Bohemian: The book does discuss the human tendency to absorb beliefs uncritically from parents and the surrounding culture. Almost all people on Earth grow up with the same religious beliefs as their parents had, for example. I think reading the book will help with evaluating such legacies objectively, even so.
I'm afraid that's not true about there being no genetic markers specific to different populations. There are plenty. As I discussed here, a recent genetic study of the British Isles was able to identify genetic markers characteristic of German or Scandinavian ancestry, which are distinguishable from markers indicating ancestry from the originally Celtic-speaking peoples native to Britain -- and those groups are so similar in appearance that you can't even tell them apart on sight. So there are certainly plenty of identifiable genetic markers showing east Asian, black African, Caucasian, etc ancestry which are distinguishable from each other. In fact, it's a fairly common thing to hear of white people in the US South, and in South Africa, having their genes analyzed and discovering that they actually have some black ancestry they didn't know about -- they look completely white, but nevertheless have a few black African genetic markers in their genomes.
Took a crack at some of the issues involved in this awhile back. It's more about the
neurophysiology than the higher order processes that influence it.

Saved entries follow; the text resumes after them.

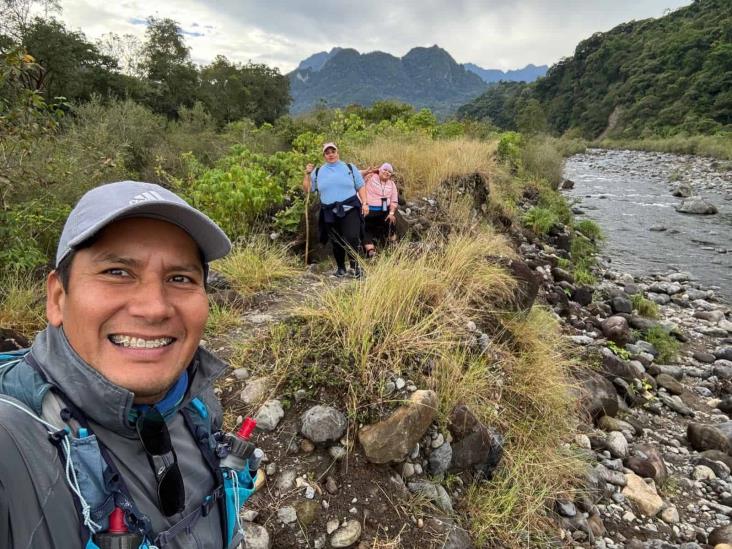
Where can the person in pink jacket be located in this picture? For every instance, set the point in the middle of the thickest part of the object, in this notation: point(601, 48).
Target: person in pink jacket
point(383, 200)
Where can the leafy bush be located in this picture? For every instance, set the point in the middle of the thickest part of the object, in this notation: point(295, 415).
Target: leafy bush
point(29, 232)
point(645, 307)
point(582, 251)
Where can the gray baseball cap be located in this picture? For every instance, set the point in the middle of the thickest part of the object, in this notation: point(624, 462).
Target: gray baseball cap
point(103, 205)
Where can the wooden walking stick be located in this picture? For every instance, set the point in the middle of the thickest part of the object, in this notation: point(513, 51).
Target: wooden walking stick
point(307, 227)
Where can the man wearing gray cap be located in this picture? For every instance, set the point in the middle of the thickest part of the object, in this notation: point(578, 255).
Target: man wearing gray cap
point(108, 426)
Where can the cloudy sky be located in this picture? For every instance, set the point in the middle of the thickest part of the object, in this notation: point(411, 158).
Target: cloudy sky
point(502, 34)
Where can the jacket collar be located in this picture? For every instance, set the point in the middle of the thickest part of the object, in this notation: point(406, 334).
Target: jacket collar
point(102, 401)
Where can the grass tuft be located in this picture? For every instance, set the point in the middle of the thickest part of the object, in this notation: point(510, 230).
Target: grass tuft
point(536, 412)
point(221, 319)
point(539, 220)
point(257, 265)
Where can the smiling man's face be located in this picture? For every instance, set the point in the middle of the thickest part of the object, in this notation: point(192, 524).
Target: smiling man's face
point(135, 306)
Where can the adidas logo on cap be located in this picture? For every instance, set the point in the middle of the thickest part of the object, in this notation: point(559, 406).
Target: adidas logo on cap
point(144, 197)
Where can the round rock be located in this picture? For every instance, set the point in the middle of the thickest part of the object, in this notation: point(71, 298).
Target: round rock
point(255, 536)
point(323, 423)
point(269, 415)
point(346, 535)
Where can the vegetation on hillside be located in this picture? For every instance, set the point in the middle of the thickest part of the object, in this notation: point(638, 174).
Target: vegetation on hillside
point(651, 77)
point(68, 69)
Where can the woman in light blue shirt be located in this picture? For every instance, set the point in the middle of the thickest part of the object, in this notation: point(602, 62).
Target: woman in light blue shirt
point(343, 206)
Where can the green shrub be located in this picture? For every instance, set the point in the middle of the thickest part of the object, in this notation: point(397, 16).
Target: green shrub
point(21, 302)
point(509, 149)
point(666, 344)
point(554, 201)
point(645, 307)
point(582, 251)
point(539, 220)
point(542, 160)
point(29, 232)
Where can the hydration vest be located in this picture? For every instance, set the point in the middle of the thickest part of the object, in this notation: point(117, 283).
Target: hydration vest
point(92, 476)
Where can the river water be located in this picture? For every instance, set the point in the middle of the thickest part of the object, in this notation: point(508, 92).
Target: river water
point(629, 192)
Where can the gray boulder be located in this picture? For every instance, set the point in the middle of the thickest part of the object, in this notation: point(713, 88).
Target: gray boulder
point(616, 329)
point(696, 205)
point(682, 190)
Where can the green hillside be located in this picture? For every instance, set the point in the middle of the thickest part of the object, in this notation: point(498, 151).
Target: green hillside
point(656, 76)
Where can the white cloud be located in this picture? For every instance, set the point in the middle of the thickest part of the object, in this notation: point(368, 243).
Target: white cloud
point(502, 34)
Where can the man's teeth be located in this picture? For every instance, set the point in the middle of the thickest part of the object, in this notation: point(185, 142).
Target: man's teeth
point(140, 343)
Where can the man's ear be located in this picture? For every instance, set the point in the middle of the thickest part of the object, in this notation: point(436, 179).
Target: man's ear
point(55, 297)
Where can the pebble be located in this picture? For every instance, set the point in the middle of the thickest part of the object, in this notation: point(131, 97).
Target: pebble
point(347, 535)
point(287, 515)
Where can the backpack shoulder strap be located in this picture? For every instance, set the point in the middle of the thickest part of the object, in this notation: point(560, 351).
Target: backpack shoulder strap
point(315, 178)
point(19, 380)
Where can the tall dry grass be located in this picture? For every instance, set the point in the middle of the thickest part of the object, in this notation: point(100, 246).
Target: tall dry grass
point(537, 413)
point(257, 264)
point(22, 302)
point(413, 303)
point(422, 163)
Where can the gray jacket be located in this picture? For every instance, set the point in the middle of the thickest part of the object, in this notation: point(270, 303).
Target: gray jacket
point(37, 508)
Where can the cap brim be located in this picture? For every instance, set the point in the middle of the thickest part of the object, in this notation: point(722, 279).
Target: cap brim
point(209, 237)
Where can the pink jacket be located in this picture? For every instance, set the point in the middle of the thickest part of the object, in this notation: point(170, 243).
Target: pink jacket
point(376, 190)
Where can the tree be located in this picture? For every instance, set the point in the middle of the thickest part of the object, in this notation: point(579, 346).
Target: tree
point(167, 65)
point(17, 15)
point(232, 91)
point(72, 67)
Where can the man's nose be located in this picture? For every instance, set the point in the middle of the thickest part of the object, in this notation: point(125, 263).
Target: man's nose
point(151, 301)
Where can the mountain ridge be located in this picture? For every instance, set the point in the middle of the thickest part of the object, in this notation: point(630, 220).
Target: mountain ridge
point(424, 77)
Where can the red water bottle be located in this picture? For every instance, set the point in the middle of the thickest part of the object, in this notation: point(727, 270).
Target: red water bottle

https://farcornercafe.blogspot.com/2022/01/we-humans-like-to-think-of-ourselves-as.html
PS - for some reason the comment section didn't provide me an option to ID myself other than a url.
Pliny
Sorry, but I don't agree with the view that free will is an illusion. If it were, there would be no purpose or even meaning in talking about, say, why people do things, since we would just be automata predestined to believe and do whatever we do. But that's a discussion I've already had and don't really care to revisit.
If you want to comment without logging in, click on "Anonymous" next to "Comment as" to get the drop-down menu, then choose "Name/URL". You can just enter a name and leave the URL field blank.
Sadly, I have hit a mental overload in recent months that I am struggling to work through. I'll get through this, but for now, I just cannot find the focus. Been reading a fascinating book by Erik Larson, "Dead Wake", about the sinking of the Lusitania. And the book just sits... next to my reading glasses...
I would love the book you have outlined. I'll consider it when my "next reads" list comes up.
Thanks!
R
Understandable. This is a book that would take a lot of mental focus to get the most out of it.
Looks fascinating, and I appreciate the overview—especially in this time of AI “hallucinations” and conspiracy theories being mouthed by so-called leaders.
I found the explanation for the bias to averting danger most interesting, and the failure of the N-rays was new to me and so timely, as I’d just focused on the misappropriation of the “replication” processes at HHS, where they are now seeking to undermine long-accepted scientific findings (re: vaccines, etc) for decidedly non-scientific pursuits.
Annie: Thanks. Part of the problem with N-rays was that national pride got involved. They were "discovered" in France, shortly after X-rays were discovered by a German, and a lot of people in France wanted to believe their country had achieved something equally important to match the big German discovery. It biased their thinking. But British and German scientists who repeated the French experiments couldn't see the N-rays, and eventually it was proven that they didn't exist.